Wiceszef MSZ rozmawiał z dziennikarzami w Strasburgu tuż przed spotkaniem premier Beaty Szydło z polskimi europosłami.
- Liczymy bardzo na to, aby posłowie (PE - red.) podeszli do swojej roli w tej debacie z maksymalną odpowiedzialnością - mówił Szymański.
- Każde słowo za dużo może przynieść złe emocje po obu stronach, a tego absolutnie nie potrzebujemy - ocenił, tłumacząc, że polska delegacja chce uspokoić emocje wokół dyskusji na temat naszego kraju.
Dodał też, że zdziwił go komentarz szefa PE Martina Schulza, jakiego ten udzielił po wspólnym śniadaniu z polską delegacją. Unijny polityk powiedział m.in., że nie wycofuje się ze swoich słów o "putinizacji" demokracji w Polsce.
- Nadużywanie języka w tej sprawie jest kontrproduktywne, to nikomu nie służy. Jedynym efektem takiego nadużywania języka jest dalsze napinanie stosunków i dalsze ograniczanie zaufania, a tego obie strony nie chcą - mówił Szymański. Dodał też, nawiązując do innych słów Schulza o "napiętej atmosferze" w Parlamencie Europejskim, że on sam nie odczuwa żadnego napięcia w związku z popołudniową debatą.
"To będzie ciekawa debata"
Mówił też o strategii, jaką polska strona ma zamiar przyjąć w trakcie debaty w PE. Jak mówił, rządowa delegacja nie będzie bierna wobec "niesprawiedliwych opinii" na temat Polski, gdyby takie padły podczas spodziewanej dyskusji.
Pytany o to, o czym w swoim przemówieniu w Parlamencie powie dziś Beata Szydło, odpowiedział, że nie będzie to "bardzo intensywnie i szczegółowo" przygotowane wystąpienie.
- Pani premier rozumie, jakiego typu są oczekiwania.
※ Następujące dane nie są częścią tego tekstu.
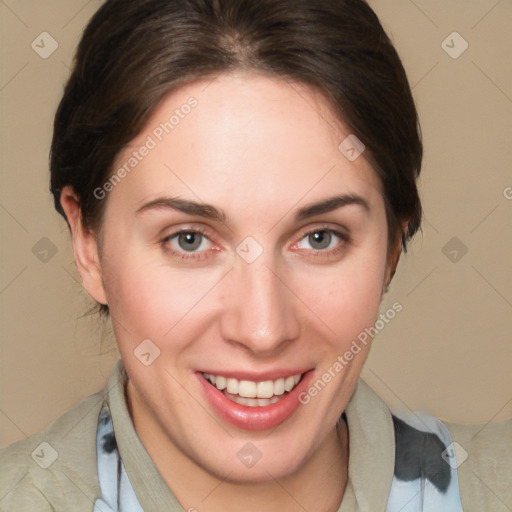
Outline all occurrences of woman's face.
[93,74,396,481]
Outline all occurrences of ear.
[60,185,107,304]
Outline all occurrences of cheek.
[100,246,221,342]
[290,246,385,350]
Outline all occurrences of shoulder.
[0,391,106,511]
[444,418,512,511]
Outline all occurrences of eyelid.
[291,225,351,257]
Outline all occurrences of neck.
[127,382,349,512]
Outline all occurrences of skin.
[61,73,399,512]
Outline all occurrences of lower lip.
[197,370,313,430]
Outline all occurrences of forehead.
[109,74,380,214]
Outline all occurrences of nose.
[221,258,300,355]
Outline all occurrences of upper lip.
[200,368,313,382]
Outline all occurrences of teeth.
[203,373,301,400]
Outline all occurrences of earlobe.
[60,185,107,304]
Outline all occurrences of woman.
[0,0,512,512]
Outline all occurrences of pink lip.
[196,368,310,382]
[197,370,314,430]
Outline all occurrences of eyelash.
[160,226,351,261]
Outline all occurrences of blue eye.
[167,231,211,252]
[297,229,344,251]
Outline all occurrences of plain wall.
[0,0,512,444]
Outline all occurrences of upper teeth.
[203,373,301,398]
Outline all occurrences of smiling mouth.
[202,373,303,407]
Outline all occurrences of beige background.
[0,0,512,444]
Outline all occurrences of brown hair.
[50,0,423,312]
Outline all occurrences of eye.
[164,231,211,252]
[295,228,349,255]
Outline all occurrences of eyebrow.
[136,194,370,223]
[135,197,226,222]
[295,194,370,221]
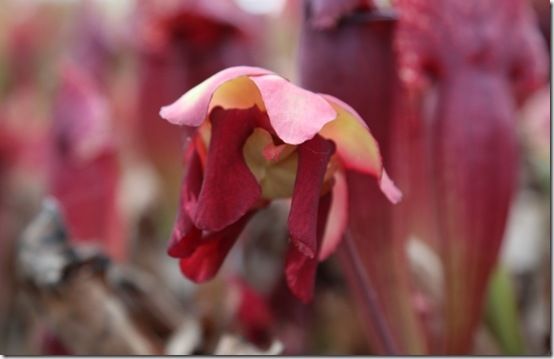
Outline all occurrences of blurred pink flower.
[50,64,126,260]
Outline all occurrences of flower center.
[243,127,338,200]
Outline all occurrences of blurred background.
[0,0,551,355]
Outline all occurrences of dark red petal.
[285,192,332,303]
[179,213,252,283]
[167,142,202,258]
[193,107,263,231]
[288,135,335,258]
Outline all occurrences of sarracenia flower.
[160,67,401,301]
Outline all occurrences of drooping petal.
[193,107,262,231]
[320,95,402,203]
[285,192,332,303]
[251,75,337,145]
[167,147,203,258]
[288,136,335,258]
[319,172,348,261]
[160,66,270,127]
[320,95,383,177]
[179,213,252,283]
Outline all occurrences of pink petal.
[321,94,402,203]
[160,66,271,127]
[288,136,335,258]
[193,106,263,231]
[179,214,251,283]
[251,75,337,145]
[319,172,348,261]
[285,193,331,303]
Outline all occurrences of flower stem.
[342,233,398,355]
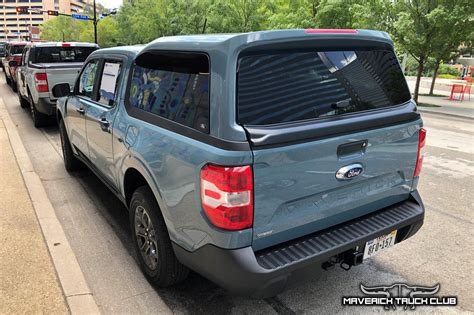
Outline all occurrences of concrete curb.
[0,99,100,314]
[418,110,474,120]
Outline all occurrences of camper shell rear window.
[237,48,411,125]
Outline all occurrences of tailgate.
[253,121,420,249]
[44,63,82,100]
[237,40,421,250]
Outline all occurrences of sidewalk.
[0,117,69,314]
[0,98,100,315]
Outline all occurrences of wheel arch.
[121,164,176,240]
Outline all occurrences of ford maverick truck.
[53,29,426,297]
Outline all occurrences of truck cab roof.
[142,29,392,53]
[28,42,99,47]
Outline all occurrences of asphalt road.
[0,74,474,314]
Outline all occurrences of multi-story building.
[0,0,93,41]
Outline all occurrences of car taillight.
[413,128,426,177]
[35,73,49,92]
[201,164,253,230]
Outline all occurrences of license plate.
[364,230,397,259]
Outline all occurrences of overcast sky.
[97,0,122,9]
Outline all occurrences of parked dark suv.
[53,29,425,297]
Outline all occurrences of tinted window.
[78,60,99,98]
[99,61,122,106]
[10,45,25,55]
[33,47,96,63]
[130,54,209,132]
[237,50,411,125]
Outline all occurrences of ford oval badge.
[336,163,364,180]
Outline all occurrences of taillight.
[35,73,49,92]
[201,164,253,230]
[413,128,426,177]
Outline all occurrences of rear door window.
[77,60,99,99]
[99,60,122,106]
[33,46,97,63]
[129,53,209,133]
[10,45,26,55]
[237,50,411,125]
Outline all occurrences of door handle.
[99,118,110,132]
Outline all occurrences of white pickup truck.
[16,42,99,127]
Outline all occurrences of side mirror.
[53,83,71,98]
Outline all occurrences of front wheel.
[3,72,11,85]
[130,186,189,287]
[59,119,82,172]
[10,79,18,92]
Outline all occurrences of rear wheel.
[29,95,48,128]
[59,119,82,172]
[18,92,30,108]
[130,186,189,287]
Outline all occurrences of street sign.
[71,14,89,21]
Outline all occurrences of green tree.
[393,0,472,101]
[41,16,81,41]
[208,0,268,33]
[430,1,474,94]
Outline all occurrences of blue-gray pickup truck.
[53,29,426,297]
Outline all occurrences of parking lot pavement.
[0,73,474,314]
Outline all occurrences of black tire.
[59,119,82,172]
[10,80,18,92]
[18,92,30,108]
[29,95,48,128]
[3,72,10,85]
[129,186,189,287]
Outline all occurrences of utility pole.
[93,0,99,44]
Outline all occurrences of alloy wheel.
[134,206,158,270]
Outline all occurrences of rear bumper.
[173,191,425,298]
[36,98,56,116]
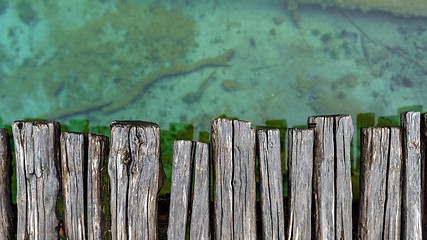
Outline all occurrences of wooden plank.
[86,134,108,240]
[308,115,353,239]
[334,115,354,240]
[212,119,256,239]
[257,129,286,239]
[61,132,87,239]
[383,127,402,240]
[108,121,164,240]
[12,121,60,239]
[0,128,15,239]
[400,112,423,239]
[168,140,194,240]
[190,142,211,240]
[359,127,390,239]
[288,128,314,239]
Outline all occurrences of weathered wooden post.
[108,121,164,240]
[0,128,15,239]
[288,128,314,239]
[12,121,60,240]
[358,127,402,239]
[212,118,256,239]
[61,132,87,239]
[257,129,288,239]
[168,140,210,239]
[86,134,109,240]
[308,115,354,239]
[400,112,424,239]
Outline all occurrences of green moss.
[320,33,332,44]
[0,0,9,15]
[16,1,39,26]
[397,105,423,114]
[377,115,400,127]
[160,123,194,194]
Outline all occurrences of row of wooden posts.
[0,112,427,239]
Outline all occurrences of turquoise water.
[0,0,427,132]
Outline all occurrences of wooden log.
[308,115,353,239]
[257,129,288,239]
[12,121,60,239]
[288,128,314,239]
[421,113,427,235]
[86,134,108,240]
[61,132,87,239]
[0,128,15,239]
[108,121,164,240]
[212,119,256,239]
[358,127,401,239]
[168,140,195,240]
[190,142,211,240]
[383,127,402,239]
[334,115,354,240]
[400,112,424,239]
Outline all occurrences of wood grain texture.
[383,127,402,240]
[257,129,286,239]
[61,132,87,239]
[86,134,108,240]
[12,121,60,240]
[308,115,353,239]
[359,127,390,239]
[287,128,314,239]
[400,112,424,239]
[358,127,402,239]
[0,128,15,239]
[190,142,211,240]
[168,140,194,240]
[108,121,164,240]
[212,119,256,239]
[334,115,354,240]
Rozumie, co Europa chce usłyszeć - tłumaczył Szymański. - To będzie wystąpienie, które ma odpowiedzieć na główne problemy, ma opowiedzieć o naturze zmian w Polsce i odpowiedzieć na wątpliwości czy głosy, które padną w debacie - dodał.
- Myślę, że to będzie ciekawa debata - podkreślił.
90 minut o sytuacji w Polsce
Debata na temat Polski rozpocznie się w Parlamencie Europejskim we wtorek po godz. 16. W założeniu ma ona potrwać ok. 90 minut.
Najpierw głos zabiorą przedstawiciel holenderskiej prezydencji oraz wiceszef Komisji Europejskiej Frans Timmermans. W trakcie debaty dwa razy głos zabierze polska premier Beata Szydło. Oprócz niej czas na wystąpienia będą mieli także reprezentanci poszczególnych frakcji politycznych w Parlamencie Europejskim.
13 stycznia Komisja Europejska wszczęła wobec Polski procedurę monitorowania praworządności. Jej pierwszym etapem jest zbieranie informacji na temat sytuacji w naszym kraju. Procedurę uruchomiono w związki z wątpliwościami KE dotyczącymi ostatnich zmian wokół polskiego Trybunału Konstytucyjnego.